Cancer Prevention Diets

AICR: The New American Plate

Written by Lena Gill, RD, CSO, CD

“Is there a special diet I should be following right now?”

As a registered dietitian and certified specialist in oncology nutrition, I get asked this question often.  Honestly, I love being asked this because it gives me the opportunity to tell people that taking an interest in what they eat is the first step to reducing their chances of cancer or recurring cancers.  It also helps reduce their risk of developing other chronic health problems such as heart disease and type II diabetes.  I know that we can’t change genetics, but we can control what we eat.

According to the American Institute for Cancer Research (AICR), “Scientists estimate that one-third of cancer cases could be prevented if everyone ate a healthy diet.”  I especially like how famous biochemist, Paul Stitt, puts it: “The cure for cancer will not be found under the microscope, it’s on the dinner plate.”

The AICR has developed a simple way for us to create meals and manage portions to assure that even the busiest person who doesn’t have time to cook, or the picky eater who hates vegetables, can still eat healthy—and enjoy it, too.

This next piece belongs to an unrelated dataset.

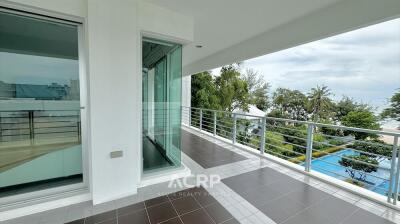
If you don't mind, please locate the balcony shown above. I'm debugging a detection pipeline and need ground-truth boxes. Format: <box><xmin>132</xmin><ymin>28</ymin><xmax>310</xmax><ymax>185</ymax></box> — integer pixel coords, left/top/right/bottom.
<box><xmin>1</xmin><ymin>108</ymin><xmax>400</xmax><ymax>224</ymax></box>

The New American Plate (developed by the AICR) shows us how we can divide our plate into thirds where two thirds of the plate includes plant-based foods such as vegetables, fruits, whole grains and beans while the other one third includes fish, poultry, meat and dairy.  By dividing our plate this way, it helps us control the portion that we eat (without always having to weigh or measure).  With all of the fiber rich fruits, veggies and whole grains, we are able to fill up quickly on the foods that contain vitamins, minerals and phytochemicals (natural substances found only in plants—more to come on this) that can help stop cancer growth before it even starts.  Another bonus?  These items have fewer calories (helping us reach our healthy weight) while satisfying our hunger without deprivation of any specific food group (Yes, there is room for chocolate!).

Check out AICR’s website to see how easy it can be for you to transition from the “Old American Plate” to the “New American Plate.”  While you’re there, sign up to receive some great recipes, sent directly to your inbox—don’t be afraid to try something new—You just might like it and you will gain health benefits, too!  And when you sit down to your next meal, ask yourself this question: “How close is the plate in front of me to The New American Plate?”